Spionageactiviteiten - Opvolgvraag
staatsveiligheid
spionage
tuchtprocedure
gerechtelijke vervolging
geheime dienst
21/8/2012 | Verzending vraag |
10/10/2012 | Antwoord |
Gelijkaardige vraag ook gesteld aan : schriftelijke vraag 5-6877
In uw antwoord op mijn schriftelijke vraag nr. 5-5613 over spionageactiviteiten van buitenlandse inlichtingendiensten in België is er sprake van een incident waar bij één ambtenaar een vermoeden van spionage werd vastgesteld.
U maakt er evenzeer melding van dat deze persoon werd teruggeroepen naar het Hoofdbestuur en momenteel geschorst is.
Voor zover dit mogelijk zou zijn, zou ik graag te weten komen :
- wat het perspectief is van een mogelijke gerechtelijke vervolging;
- welke feiten de ambtenaar ten laste worden gelegd;
- of ons land schade heeft geleden door deze feiten;
- wat het tuchtonderzoek heeft opgeleverd;
- of de federale overheid zich burgerlijke partij heeft gesteld;
- wanneer een strafrechtelijke uitspraak kan worden verwacht.
Ik wens er op te wijzen dat de hieronder meegedeelde antwoorden worden meegedeeld vanuit mijn standpunt als minister van Buitenlandse zaken. Uiteraard kan ik geen afbreuk doen aan de bevoegdheden van de minister van Justitie en onthoud ik mij dan ook van antwoorden die deze bevoegdheidsverdeling zouden kunnen schenden. Teneinde over een volledig antwoord te beschikken dient onderstaand antwoord dan ook te worden samengelezen met het antwoord van de collega bevoegd voor Justitie.
Het perspectief van een mogelijke gerechtelijke vervolging komt enkel toe aan de beoordeling door de rechterlijke macht. De Belgische Staat, vertegenwoordigd door de minister van Buitenlandse Zaken, kan dan ook geen uitspraken doen over of, en zo ja, wanneer een strafrechtelijke uitspraak kan worden verwacht.

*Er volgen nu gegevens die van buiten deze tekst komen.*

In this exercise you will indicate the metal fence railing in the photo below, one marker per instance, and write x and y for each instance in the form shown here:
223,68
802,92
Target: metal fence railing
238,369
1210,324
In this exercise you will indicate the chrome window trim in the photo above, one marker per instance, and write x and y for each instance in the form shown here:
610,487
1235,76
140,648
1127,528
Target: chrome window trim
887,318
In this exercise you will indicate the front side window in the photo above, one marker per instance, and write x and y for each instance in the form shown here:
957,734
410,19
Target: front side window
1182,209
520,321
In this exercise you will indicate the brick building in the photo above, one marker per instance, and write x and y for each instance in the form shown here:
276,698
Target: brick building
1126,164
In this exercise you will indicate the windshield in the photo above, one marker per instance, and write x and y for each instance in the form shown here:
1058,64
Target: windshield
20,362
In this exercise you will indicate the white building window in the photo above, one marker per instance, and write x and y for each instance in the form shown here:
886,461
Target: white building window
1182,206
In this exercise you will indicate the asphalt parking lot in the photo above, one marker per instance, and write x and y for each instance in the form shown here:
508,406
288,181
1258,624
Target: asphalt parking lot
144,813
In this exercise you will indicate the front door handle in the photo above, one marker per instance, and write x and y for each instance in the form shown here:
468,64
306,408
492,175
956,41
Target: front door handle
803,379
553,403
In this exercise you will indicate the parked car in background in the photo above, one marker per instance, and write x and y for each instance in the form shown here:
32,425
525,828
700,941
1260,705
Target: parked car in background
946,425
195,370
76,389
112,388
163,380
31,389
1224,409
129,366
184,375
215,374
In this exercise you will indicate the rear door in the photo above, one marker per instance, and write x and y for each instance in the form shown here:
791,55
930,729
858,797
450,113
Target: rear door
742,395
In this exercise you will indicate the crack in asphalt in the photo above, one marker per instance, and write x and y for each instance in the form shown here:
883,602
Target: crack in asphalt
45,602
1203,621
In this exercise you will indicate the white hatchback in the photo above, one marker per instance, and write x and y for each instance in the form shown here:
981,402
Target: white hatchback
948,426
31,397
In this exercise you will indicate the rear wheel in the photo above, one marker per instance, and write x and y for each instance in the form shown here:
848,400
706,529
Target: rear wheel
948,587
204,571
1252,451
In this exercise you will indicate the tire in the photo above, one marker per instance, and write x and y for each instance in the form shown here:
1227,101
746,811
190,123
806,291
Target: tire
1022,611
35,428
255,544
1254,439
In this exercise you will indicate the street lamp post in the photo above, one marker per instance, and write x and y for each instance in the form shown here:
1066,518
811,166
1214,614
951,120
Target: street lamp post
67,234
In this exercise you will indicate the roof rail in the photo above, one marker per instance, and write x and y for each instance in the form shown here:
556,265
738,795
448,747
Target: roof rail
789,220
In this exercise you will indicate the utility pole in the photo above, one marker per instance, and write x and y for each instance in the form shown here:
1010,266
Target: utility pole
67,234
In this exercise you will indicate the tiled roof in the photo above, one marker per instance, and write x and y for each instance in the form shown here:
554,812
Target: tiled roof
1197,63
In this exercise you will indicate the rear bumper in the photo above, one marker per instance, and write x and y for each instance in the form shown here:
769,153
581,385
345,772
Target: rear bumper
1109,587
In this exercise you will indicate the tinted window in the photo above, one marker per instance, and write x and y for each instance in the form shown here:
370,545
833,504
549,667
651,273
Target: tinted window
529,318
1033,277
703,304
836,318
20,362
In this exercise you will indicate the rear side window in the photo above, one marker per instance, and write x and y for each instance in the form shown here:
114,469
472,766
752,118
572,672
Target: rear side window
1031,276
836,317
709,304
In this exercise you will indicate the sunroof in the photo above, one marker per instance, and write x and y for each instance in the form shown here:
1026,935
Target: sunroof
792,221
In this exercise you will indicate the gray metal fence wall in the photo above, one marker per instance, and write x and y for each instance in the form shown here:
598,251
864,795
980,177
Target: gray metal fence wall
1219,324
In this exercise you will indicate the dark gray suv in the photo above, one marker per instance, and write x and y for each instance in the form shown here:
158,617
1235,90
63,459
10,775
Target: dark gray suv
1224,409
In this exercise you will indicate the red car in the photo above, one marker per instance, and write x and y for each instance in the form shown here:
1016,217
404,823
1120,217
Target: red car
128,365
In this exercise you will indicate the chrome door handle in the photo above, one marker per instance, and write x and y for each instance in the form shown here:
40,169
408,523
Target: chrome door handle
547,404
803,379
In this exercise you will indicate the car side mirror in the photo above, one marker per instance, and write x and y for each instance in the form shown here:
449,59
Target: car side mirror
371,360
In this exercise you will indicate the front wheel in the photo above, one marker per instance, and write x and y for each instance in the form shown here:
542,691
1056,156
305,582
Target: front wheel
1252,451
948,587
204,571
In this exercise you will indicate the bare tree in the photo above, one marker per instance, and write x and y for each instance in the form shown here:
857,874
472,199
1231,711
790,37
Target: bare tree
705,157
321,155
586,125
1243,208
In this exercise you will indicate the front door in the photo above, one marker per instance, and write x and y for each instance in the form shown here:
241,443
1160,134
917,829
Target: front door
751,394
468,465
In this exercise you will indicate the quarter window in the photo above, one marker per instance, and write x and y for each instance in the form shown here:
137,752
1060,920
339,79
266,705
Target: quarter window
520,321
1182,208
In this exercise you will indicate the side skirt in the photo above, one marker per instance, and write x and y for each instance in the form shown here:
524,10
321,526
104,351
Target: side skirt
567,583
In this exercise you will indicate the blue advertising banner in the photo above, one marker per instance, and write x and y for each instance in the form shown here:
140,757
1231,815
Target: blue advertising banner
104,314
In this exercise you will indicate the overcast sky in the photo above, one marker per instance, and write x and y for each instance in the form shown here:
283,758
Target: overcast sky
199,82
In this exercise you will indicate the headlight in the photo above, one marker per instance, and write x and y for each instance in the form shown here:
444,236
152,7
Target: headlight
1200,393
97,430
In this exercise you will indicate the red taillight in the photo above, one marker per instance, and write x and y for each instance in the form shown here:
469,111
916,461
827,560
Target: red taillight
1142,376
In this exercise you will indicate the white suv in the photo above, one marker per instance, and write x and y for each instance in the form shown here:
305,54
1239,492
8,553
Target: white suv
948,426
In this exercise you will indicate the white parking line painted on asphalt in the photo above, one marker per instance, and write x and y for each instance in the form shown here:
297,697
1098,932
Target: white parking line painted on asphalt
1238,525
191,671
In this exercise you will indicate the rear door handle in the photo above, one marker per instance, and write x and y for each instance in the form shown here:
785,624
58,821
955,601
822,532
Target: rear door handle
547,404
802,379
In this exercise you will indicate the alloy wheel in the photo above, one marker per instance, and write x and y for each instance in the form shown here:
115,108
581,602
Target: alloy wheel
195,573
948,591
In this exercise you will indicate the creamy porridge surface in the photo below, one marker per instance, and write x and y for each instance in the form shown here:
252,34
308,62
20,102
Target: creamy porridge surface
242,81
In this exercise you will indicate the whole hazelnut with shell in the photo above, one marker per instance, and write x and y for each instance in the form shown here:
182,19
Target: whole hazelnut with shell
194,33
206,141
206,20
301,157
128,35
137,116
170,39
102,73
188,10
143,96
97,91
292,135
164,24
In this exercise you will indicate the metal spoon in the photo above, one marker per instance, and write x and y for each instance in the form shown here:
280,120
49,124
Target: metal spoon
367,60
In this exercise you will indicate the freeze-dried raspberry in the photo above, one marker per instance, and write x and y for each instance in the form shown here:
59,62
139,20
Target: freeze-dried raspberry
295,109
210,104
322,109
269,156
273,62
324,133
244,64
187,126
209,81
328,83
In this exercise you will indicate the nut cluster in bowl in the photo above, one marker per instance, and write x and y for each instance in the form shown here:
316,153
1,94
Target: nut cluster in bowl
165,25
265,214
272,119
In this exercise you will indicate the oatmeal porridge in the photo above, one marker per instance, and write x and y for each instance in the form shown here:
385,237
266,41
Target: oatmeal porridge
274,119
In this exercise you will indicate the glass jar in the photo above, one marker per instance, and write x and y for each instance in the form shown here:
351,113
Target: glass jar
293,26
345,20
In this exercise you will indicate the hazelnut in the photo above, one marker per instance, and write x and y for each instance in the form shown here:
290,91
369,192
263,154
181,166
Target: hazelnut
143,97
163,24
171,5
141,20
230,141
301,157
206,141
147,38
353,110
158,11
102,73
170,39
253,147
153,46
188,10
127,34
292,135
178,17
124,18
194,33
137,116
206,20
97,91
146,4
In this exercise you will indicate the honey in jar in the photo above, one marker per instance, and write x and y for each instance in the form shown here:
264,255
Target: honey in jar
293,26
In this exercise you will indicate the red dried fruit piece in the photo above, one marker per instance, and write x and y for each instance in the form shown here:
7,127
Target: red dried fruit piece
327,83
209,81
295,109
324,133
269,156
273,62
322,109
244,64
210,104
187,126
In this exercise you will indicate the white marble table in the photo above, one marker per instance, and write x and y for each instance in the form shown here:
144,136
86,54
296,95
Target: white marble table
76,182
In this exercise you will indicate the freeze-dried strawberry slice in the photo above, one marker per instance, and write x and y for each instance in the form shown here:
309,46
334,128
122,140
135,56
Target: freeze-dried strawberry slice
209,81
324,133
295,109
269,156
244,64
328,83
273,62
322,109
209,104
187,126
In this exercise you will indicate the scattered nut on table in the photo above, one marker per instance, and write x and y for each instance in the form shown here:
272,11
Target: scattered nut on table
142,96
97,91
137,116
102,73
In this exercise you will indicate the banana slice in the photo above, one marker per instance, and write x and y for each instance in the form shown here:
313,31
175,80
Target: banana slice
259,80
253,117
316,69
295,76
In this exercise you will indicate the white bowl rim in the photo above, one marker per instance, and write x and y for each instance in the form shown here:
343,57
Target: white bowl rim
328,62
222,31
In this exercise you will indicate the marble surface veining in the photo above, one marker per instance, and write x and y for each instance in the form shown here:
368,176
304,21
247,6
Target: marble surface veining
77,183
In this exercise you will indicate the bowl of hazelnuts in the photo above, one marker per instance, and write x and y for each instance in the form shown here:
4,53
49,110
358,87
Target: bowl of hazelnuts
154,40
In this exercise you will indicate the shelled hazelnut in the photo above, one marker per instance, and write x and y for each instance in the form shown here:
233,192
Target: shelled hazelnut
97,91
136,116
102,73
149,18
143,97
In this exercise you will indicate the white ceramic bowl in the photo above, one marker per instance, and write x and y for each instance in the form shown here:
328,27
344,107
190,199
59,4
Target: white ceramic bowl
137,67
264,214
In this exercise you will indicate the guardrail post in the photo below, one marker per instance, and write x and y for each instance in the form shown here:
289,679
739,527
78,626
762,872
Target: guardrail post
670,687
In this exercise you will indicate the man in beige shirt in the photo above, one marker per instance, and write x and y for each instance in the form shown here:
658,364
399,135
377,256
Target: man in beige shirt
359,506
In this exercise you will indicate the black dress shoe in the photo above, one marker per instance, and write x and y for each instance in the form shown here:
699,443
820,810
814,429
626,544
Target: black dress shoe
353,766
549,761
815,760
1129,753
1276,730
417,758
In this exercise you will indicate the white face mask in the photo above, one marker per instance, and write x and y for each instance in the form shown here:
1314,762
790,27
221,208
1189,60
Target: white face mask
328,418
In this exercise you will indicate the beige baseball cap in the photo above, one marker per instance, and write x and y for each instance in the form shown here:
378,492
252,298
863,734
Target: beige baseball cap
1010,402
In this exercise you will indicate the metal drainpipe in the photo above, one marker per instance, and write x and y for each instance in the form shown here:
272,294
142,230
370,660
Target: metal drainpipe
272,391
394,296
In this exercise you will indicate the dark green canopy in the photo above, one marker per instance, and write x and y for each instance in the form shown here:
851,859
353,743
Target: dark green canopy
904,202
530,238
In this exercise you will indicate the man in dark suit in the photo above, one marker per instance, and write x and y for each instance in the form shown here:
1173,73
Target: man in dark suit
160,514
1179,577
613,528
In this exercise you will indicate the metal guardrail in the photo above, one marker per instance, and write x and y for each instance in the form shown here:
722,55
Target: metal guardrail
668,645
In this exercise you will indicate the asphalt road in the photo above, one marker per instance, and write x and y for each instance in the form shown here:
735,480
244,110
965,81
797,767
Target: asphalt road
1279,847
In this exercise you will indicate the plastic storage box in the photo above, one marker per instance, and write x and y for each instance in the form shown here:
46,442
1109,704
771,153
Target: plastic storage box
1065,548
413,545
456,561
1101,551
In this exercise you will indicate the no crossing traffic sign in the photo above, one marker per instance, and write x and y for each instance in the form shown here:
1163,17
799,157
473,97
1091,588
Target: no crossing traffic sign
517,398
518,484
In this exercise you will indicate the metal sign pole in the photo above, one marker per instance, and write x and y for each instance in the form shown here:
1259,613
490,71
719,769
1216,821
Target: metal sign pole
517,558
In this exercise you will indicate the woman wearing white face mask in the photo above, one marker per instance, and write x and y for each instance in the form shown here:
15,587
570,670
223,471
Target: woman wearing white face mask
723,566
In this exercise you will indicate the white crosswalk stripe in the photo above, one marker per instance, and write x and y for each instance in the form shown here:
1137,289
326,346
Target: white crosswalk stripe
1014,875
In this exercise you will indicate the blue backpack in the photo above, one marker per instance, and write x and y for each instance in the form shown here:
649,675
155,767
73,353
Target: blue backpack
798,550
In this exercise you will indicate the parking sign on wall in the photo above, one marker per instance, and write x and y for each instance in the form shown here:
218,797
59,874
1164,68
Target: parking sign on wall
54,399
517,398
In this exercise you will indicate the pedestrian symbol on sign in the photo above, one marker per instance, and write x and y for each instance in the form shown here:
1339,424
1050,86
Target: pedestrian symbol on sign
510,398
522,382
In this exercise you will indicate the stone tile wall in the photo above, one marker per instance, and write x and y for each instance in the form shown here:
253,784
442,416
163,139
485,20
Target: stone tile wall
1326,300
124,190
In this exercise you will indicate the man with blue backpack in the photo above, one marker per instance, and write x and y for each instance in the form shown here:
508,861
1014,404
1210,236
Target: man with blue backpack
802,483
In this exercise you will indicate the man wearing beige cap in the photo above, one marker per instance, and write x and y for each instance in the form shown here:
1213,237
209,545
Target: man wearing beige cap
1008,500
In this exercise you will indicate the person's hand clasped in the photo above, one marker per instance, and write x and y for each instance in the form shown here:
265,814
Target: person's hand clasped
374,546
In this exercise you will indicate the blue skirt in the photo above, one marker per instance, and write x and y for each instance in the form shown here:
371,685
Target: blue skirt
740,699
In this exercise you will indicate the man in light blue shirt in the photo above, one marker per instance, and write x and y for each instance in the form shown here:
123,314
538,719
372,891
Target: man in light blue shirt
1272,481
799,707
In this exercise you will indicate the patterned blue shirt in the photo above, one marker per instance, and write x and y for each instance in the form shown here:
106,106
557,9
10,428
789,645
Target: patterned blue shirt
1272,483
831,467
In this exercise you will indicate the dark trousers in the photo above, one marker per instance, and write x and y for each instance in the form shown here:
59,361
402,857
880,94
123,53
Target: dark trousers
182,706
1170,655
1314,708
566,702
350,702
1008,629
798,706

Omwille van het geheim van het onderzoek kan ik niet ingaan op de vraag naar de ten laste gelegde feiten.
De federale overheid heeft onmiddellijk na het horen van de ambtenaar in kwestie een klacht met burgerlijke partijstelling neergelegd naar aanleiding van de ontdekte feiten. Hierdoor wordt de Belgische Staat, vertegenwoordigd door de minister van Buitenlandse Zaken, op de hoogte gehouden van het onderzoek en creëert de Belgische Staat de mogelijkheid om, indien schade door de Belgische Staat zou zijn geleden, vergoed te worden voor de geleden schade.
De betrokken ambtenaar is voor de duur van het gerechtelijk onderzoek geschorst in het belang van de dienst. De tuchtprocedure is opgeschort voor de duur van het gerechtelijk onderzoek. Na afloop van de gerechtelijke procedure kan (onafhankelijk van het resultaat van die gerechtelijke procedure) de tuchtprocedure worden hernomen.